On collegiate jealousy:  “Girls told me that their boyfriends had said I was hot.  I would feel bad – their boyfriends were jerks!  I guess they were thinking I was a bitch for being the one their boyfriend said was hot.  That was a weird dynamic.”

On being the dangers of hawking tampons:  “As a model, you think twice about doing a feminine product commercial, but I was leaving the business so I didn’t care how it might affect my reputation.  It never occurred to me that it might affect my reputation at school too!  Playtex ran that commercial constantly. I would have guys coming up to me in the hallway saying, ‘Umm, I saw your ad on television.’  They would turn all red and stammer, so I would say, ‘Oh. For Playtex.’ And they would nod, relieved that they didn’t have to utter the T word.”

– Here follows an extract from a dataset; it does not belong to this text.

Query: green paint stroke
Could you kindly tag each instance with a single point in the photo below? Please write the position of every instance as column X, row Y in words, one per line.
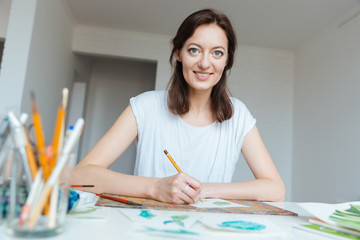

What the modeling world thought of Yale:  “No one cared!  In modeling, you can’t really win going to school.  The fact that it was Yale or any school didn’t really matter.  The whole time I was modeling it was just an incessant drumbeat to get me to quit.”

On men: “By default, I got the more aggressive and obnoxious guys because they’re the ones who have the confidence to ask me out.  The jerk comes up and monopolizes your time – so even if a nice guy was going to take a chance, they’re not going to.  Then there are the Model-Fuckers – they chase after you down the street and hand you their card – they’re like ‘Call me, Call me, Call me.’  And you’re just like, ‘You’re such a loser.’”

Name-dropping Yale out of desperation: “‘I’m a model’ is a polarizing statement – people are either like ‘Really?’ and they ask a lot of questions or they become disdainful.  And the latter would immediately start talking to me in monosyllables.  So sometimes, because I didn’t like to be talked to as if I was four, I found myself dropping the school.  Just so they would talk to me like an adult.”